Personal information
- Full name: George Albert Howes
- Date of birth: 5 January 1906
- Place of birth: Jarrow, England
- Date of death: 31 July 1993 (aged 87)
- Place of death: Gosforth, England
- Height: 5 ft 10+1⁄2 in (1.79 m)
- Position(s): Right-half

Senior career*
- Years: Team / Apps / (Gls)
- 19xx–1928: Jarrow / ? / (?)
- 1928–1930: Barnsley / 0 / (0)
- 1930–1931: Nelson / 35 / (0)
- 1931–19xx: Tunbridge Wells Rangers / ? / (?)

= George Howes (footballer) =

English footballer

George Albert Howes (5 January 1906 – 31 July 1993) was an English professional footballer who played as a right-half. Born in Jarrow, County Durham, he began his footballing career with his hometown club before joining Football League Second Division side Barnsley in the summer of 1928. He spent two seasons with the Yorkshire-based club but did not make a senior appearance for them.

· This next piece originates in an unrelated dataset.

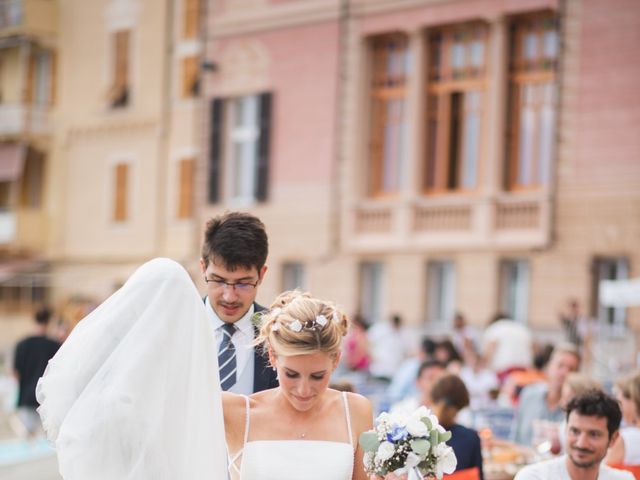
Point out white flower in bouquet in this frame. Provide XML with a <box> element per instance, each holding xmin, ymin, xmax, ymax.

In May 1930, Howes moved to Third Division North outfit Nelson on a free transfer. He made his professional debut on 30 August 1930 in the 4–5 defeat to Rochdale at Spotland Stadium. He appeared in three of the first five matches of the 1930–31 season, but then spent five weeks out of the team. Howes returned to Nelson's starting line-up for the 2–4 loss away at Crewe Alexandra on 18 October 1930. He retained his place in the side for the remainder of the season, as Nelson finished bottom of the division and failed in their application for re-election to the Football League. Howes played his 35th and final match for the club in the 0–4 defeat to Hull City on 2 May 1931, Nelson's last League fixture.

Howes subsequently signed for Tunbridge Wells Rangers, his last senior club. He died in Gosforth on 31 July 1931, at the age of 87.